Techno Fabriquer ensemble avec trois fois rien: l'art des «makers»

AFP

29.7.2019 - 08:08

Fabriquer, réparer, transformer : les «makers», des bidouilleurs partageurs, repensent le bricolage à l'heure des nouvelles technologies et des logiciels libres, pour se réapproprier nos objets du quotidien.

«A partir du moment, où on réalise du + fait soi-même+, on peut se considérer comme +maker+», explique Clément Chabot, membre du projet français Low-tech Lab, qui promeut des systèmes pour réduire l'impact des activités humaines sur l'environnement en mettant au point des objets concevables par tous.

Ils créent ainsi des meubles à partir de débris de chantier, des enceintes hi-fi de jardins en parpaing, des éclairages sur mesure, diffusent des tutoriels pour réaliser des conserves lacto-fermentées ou un séchoir solaire, invitent à des ateliers de découpe laser ou de construction de jardinière.

Qu'ils soient plutôt bricoleurs du dimanche, artisans, inventeurs ou geeks, ce sont «avant tout des bidouilleurs qui cherchent à comprendre comment fonctionne un objet, pour ensuite le refaire ou en faire autre chose», explique à l'AFP Sylvain Radix de l'Electrolab, atelier collectif de 1.500 mètres carrés à Nanterre, en région parisienne.

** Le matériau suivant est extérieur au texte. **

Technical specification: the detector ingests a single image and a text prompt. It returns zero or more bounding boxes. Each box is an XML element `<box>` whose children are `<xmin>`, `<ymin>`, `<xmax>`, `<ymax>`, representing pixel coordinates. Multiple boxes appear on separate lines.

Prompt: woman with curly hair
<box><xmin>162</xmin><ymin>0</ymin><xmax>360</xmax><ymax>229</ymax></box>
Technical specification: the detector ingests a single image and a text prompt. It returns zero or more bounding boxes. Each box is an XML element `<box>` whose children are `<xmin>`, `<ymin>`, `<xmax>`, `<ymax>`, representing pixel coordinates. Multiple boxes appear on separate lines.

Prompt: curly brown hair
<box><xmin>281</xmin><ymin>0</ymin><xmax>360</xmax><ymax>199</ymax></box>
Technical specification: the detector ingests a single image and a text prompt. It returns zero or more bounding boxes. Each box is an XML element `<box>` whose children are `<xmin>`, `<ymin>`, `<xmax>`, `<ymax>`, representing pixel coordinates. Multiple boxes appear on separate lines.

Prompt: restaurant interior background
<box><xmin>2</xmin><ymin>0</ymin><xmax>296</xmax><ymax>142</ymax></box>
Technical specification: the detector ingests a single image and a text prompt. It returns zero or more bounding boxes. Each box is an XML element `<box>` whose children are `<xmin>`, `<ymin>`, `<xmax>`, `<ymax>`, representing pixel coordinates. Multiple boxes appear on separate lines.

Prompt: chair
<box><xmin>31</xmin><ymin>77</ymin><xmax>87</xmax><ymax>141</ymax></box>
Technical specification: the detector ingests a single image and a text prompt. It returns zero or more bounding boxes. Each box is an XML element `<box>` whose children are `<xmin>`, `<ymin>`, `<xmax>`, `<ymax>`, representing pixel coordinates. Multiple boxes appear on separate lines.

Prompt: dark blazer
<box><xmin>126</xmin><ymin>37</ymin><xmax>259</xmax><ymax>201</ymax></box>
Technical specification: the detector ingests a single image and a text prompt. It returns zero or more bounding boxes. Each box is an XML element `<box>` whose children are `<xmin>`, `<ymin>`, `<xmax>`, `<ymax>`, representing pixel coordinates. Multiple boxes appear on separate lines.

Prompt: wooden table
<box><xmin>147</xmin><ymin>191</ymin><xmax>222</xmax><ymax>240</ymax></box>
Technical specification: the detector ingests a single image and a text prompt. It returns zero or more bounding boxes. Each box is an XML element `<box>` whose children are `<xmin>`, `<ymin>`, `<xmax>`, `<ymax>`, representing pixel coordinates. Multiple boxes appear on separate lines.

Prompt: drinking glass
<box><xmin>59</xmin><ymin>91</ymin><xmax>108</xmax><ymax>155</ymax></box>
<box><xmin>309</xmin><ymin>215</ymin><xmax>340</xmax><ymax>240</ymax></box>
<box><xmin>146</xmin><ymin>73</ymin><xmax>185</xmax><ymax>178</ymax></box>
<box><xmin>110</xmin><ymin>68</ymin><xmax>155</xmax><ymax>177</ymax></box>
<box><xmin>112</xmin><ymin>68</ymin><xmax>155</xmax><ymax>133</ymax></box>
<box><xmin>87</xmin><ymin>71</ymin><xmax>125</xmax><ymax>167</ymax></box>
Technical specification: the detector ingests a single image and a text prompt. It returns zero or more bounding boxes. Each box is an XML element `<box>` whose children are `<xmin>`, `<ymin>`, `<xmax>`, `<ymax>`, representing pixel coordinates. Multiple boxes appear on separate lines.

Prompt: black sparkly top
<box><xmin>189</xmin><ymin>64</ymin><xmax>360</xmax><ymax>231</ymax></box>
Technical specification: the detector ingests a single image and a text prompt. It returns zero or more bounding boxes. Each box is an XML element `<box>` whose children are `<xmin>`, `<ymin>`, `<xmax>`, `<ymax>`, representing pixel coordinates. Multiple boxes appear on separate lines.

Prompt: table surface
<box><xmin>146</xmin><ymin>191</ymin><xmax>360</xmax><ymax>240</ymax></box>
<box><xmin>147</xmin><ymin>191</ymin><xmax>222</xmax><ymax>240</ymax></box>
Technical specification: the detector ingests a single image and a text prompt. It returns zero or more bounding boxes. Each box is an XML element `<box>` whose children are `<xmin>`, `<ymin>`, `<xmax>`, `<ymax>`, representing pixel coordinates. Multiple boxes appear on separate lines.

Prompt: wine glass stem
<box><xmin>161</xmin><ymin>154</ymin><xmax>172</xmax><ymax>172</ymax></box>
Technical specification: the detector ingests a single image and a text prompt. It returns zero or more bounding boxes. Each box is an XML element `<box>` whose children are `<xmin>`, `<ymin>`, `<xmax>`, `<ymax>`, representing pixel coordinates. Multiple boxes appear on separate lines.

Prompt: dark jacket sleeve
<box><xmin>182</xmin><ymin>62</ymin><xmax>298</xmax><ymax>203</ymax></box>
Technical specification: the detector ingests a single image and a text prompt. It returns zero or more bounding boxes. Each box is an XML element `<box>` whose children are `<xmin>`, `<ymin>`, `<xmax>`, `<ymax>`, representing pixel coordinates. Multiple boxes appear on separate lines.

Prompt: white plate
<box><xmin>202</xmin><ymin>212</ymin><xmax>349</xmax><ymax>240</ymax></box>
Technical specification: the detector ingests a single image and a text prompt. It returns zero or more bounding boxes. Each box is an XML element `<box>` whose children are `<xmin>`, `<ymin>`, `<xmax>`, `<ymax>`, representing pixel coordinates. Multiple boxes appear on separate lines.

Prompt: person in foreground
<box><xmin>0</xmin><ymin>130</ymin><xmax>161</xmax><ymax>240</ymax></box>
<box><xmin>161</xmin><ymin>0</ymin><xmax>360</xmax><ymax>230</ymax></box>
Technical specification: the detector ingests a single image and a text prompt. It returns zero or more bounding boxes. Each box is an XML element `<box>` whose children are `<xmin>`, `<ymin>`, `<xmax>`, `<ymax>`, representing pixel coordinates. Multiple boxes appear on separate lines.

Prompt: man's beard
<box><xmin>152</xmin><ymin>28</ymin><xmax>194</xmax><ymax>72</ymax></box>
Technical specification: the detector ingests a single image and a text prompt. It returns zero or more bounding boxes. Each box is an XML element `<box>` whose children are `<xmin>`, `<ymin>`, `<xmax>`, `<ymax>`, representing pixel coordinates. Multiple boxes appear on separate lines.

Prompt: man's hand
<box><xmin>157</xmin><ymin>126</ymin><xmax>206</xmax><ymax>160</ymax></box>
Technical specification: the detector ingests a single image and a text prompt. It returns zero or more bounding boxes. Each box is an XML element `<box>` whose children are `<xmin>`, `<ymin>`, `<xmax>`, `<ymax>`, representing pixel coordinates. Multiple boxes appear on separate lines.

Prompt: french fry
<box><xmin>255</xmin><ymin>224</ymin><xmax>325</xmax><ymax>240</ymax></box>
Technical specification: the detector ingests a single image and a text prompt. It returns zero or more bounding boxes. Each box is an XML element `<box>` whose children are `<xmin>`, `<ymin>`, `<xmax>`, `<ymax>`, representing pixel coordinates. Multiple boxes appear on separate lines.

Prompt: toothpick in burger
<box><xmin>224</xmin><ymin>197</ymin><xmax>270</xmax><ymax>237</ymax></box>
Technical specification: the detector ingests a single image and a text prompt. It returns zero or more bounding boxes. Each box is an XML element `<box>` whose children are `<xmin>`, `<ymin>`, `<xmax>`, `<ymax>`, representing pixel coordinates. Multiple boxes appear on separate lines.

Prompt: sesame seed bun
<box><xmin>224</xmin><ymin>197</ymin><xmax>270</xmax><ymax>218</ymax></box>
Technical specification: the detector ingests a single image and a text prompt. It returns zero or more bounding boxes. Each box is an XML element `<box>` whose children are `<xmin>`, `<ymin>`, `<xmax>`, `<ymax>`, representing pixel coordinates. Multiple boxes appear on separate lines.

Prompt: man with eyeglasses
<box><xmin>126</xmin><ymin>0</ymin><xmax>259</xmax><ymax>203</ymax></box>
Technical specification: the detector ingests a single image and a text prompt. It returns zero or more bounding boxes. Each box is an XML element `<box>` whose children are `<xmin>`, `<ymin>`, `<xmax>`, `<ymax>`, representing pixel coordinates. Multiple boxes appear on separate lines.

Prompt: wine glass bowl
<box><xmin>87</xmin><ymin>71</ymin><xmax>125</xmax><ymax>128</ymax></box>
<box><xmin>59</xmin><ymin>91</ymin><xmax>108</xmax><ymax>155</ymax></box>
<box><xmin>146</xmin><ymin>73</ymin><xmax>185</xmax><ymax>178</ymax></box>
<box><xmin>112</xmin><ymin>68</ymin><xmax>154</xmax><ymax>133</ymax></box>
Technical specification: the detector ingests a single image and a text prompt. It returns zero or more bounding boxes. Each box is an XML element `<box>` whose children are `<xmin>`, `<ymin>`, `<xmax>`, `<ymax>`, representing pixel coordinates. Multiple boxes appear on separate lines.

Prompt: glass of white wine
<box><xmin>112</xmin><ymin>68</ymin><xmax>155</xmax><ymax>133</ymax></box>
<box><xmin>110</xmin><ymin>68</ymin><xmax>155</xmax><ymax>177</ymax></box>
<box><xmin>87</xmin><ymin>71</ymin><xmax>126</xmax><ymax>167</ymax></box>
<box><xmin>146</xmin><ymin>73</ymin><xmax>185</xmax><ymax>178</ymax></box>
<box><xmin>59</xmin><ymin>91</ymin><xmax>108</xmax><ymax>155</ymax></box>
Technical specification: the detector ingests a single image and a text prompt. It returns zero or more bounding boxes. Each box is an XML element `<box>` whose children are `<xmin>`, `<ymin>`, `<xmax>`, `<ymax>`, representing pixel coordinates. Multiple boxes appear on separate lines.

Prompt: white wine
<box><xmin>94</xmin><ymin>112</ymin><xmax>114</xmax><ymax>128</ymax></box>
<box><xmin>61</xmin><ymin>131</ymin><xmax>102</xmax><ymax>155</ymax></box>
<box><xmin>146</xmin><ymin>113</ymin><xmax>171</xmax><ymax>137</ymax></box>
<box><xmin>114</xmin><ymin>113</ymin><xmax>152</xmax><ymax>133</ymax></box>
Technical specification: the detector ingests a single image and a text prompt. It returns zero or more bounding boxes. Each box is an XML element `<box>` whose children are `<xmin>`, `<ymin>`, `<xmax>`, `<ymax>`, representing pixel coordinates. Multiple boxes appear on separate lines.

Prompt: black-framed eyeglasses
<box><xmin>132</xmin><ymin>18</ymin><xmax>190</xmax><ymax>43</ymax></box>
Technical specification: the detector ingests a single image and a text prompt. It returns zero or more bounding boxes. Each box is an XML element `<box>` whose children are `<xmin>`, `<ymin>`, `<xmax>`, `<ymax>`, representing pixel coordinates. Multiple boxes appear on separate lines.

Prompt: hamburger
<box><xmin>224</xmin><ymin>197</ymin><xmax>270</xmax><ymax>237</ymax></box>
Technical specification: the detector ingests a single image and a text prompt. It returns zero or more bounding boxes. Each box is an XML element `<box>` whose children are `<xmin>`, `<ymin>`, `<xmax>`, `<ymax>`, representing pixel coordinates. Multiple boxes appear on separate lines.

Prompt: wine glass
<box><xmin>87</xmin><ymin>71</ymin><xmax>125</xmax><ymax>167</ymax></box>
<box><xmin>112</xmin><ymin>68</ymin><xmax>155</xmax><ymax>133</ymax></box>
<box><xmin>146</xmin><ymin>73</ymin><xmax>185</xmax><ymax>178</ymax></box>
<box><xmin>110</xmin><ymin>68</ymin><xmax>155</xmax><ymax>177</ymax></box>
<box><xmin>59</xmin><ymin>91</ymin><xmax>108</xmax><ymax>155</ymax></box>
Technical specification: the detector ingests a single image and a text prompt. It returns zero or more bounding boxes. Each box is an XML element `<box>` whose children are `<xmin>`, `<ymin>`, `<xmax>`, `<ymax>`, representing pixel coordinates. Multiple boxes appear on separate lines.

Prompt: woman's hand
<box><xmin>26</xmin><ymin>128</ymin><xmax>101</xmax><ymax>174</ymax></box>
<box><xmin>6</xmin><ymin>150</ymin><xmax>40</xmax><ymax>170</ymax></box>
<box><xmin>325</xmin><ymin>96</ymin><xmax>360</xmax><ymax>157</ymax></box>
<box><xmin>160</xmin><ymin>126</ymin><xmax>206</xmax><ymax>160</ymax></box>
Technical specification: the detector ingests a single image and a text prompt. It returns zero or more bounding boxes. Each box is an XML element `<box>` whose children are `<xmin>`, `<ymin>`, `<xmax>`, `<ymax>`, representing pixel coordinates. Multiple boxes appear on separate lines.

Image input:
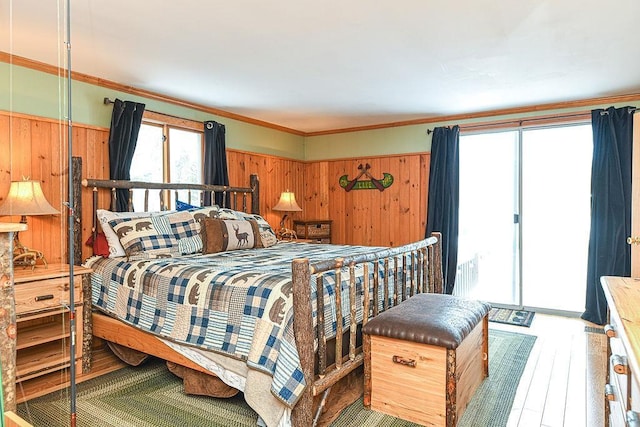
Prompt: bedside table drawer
<box><xmin>15</xmin><ymin>276</ymin><xmax>82</xmax><ymax>317</ymax></box>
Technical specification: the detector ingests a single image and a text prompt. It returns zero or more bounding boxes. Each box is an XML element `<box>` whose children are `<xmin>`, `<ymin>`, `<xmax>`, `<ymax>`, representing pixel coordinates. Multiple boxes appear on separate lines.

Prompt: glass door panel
<box><xmin>454</xmin><ymin>131</ymin><xmax>520</xmax><ymax>305</ymax></box>
<box><xmin>521</xmin><ymin>125</ymin><xmax>593</xmax><ymax>312</ymax></box>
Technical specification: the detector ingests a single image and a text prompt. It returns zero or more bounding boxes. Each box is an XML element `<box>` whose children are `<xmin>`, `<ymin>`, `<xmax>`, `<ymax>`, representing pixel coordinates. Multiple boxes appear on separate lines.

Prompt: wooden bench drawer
<box><xmin>365</xmin><ymin>317</ymin><xmax>488</xmax><ymax>426</ymax></box>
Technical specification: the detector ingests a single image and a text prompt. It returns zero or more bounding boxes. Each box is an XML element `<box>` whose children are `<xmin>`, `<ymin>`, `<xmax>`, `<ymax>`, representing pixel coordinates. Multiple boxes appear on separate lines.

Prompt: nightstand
<box><xmin>293</xmin><ymin>219</ymin><xmax>332</xmax><ymax>243</ymax></box>
<box><xmin>14</xmin><ymin>264</ymin><xmax>91</xmax><ymax>403</ymax></box>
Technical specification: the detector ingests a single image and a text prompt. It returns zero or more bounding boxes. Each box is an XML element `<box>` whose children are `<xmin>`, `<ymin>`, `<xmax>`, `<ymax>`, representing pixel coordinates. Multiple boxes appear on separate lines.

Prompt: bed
<box><xmin>77</xmin><ymin>175</ymin><xmax>442</xmax><ymax>426</ymax></box>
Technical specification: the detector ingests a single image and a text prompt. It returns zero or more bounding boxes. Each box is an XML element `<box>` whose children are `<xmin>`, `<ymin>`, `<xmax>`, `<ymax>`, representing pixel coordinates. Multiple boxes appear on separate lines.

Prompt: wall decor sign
<box><xmin>338</xmin><ymin>163</ymin><xmax>393</xmax><ymax>192</ymax></box>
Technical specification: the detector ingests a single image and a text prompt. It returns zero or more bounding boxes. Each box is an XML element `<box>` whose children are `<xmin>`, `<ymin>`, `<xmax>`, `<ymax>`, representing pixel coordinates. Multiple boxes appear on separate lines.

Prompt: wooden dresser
<box><xmin>600</xmin><ymin>277</ymin><xmax>640</xmax><ymax>427</ymax></box>
<box><xmin>14</xmin><ymin>264</ymin><xmax>91</xmax><ymax>403</ymax></box>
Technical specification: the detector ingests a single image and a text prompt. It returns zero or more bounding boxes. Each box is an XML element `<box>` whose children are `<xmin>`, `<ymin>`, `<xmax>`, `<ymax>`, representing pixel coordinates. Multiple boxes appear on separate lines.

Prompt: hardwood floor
<box><xmin>489</xmin><ymin>313</ymin><xmax>607</xmax><ymax>427</ymax></box>
<box><xmin>22</xmin><ymin>313</ymin><xmax>607</xmax><ymax>427</ymax></box>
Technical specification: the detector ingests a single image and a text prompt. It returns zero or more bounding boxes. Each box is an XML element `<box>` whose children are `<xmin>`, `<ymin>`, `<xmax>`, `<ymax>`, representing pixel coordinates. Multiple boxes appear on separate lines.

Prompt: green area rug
<box><xmin>18</xmin><ymin>330</ymin><xmax>536</xmax><ymax>427</ymax></box>
<box><xmin>489</xmin><ymin>308</ymin><xmax>536</xmax><ymax>328</ymax></box>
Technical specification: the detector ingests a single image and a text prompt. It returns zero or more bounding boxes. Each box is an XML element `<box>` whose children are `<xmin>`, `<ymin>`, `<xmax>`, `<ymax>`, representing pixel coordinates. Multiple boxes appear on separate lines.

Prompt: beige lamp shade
<box><xmin>273</xmin><ymin>190</ymin><xmax>302</xmax><ymax>212</ymax></box>
<box><xmin>0</xmin><ymin>180</ymin><xmax>60</xmax><ymax>216</ymax></box>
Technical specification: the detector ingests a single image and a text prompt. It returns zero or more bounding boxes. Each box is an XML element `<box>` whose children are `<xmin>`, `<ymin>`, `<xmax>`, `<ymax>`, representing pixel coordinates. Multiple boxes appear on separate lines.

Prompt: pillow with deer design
<box><xmin>200</xmin><ymin>218</ymin><xmax>262</xmax><ymax>254</ymax></box>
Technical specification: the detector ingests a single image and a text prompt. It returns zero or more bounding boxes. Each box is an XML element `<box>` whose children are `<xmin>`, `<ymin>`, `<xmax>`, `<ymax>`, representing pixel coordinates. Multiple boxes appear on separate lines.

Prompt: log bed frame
<box><xmin>77</xmin><ymin>175</ymin><xmax>442</xmax><ymax>427</ymax></box>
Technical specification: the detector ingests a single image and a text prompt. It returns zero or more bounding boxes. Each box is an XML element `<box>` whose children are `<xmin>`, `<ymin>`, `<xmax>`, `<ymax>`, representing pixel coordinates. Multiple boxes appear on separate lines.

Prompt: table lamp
<box><xmin>0</xmin><ymin>179</ymin><xmax>60</xmax><ymax>268</ymax></box>
<box><xmin>273</xmin><ymin>190</ymin><xmax>302</xmax><ymax>239</ymax></box>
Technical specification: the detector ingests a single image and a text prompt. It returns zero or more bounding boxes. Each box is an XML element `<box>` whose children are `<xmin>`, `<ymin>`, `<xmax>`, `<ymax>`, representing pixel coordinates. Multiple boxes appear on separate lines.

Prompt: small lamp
<box><xmin>0</xmin><ymin>180</ymin><xmax>60</xmax><ymax>268</ymax></box>
<box><xmin>273</xmin><ymin>190</ymin><xmax>302</xmax><ymax>239</ymax></box>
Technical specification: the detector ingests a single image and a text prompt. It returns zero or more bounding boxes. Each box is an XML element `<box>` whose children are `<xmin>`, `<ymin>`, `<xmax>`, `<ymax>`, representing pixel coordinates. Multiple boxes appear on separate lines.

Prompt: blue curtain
<box><xmin>204</xmin><ymin>120</ymin><xmax>230</xmax><ymax>207</ymax></box>
<box><xmin>426</xmin><ymin>126</ymin><xmax>460</xmax><ymax>294</ymax></box>
<box><xmin>109</xmin><ymin>99</ymin><xmax>145</xmax><ymax>212</ymax></box>
<box><xmin>582</xmin><ymin>107</ymin><xmax>634</xmax><ymax>325</ymax></box>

Né au début du siècle aux Etats-Unis le mouvement s'est rapidement répandu à travers la planète. Regroupés dans des ateliers ouverts, appelés «fablab» ou «hackerspace», ils échangent, partagent, construisent.

«Parce que ça fait du bien, ça redonne du sens», note Christophe Raillon, directeur de Maker Faire France, à l'origine d'un rassemblement en novembre à La Cité des sciences à Paris.

- «une vraie philosophie» -

«Il y a une vraie philosophie: se construire soi-même en construisant», commente la sociologue Isabelle Berrebi-Hoffmann, coauteure du livre «Makers. Enquête sur les laboratoires du changement social» (Seuil).

Parpaings apparents, tables dépareillées, rayonnages industriels: à l'Electrolab de Nanterre, la récup est clairement plus fonctionnelle que design. Ici un grille-pain défectueux, là des morceaux de tissus ou des composants de cartes électroniques... Se mélangent aussi amateurs et professionnels.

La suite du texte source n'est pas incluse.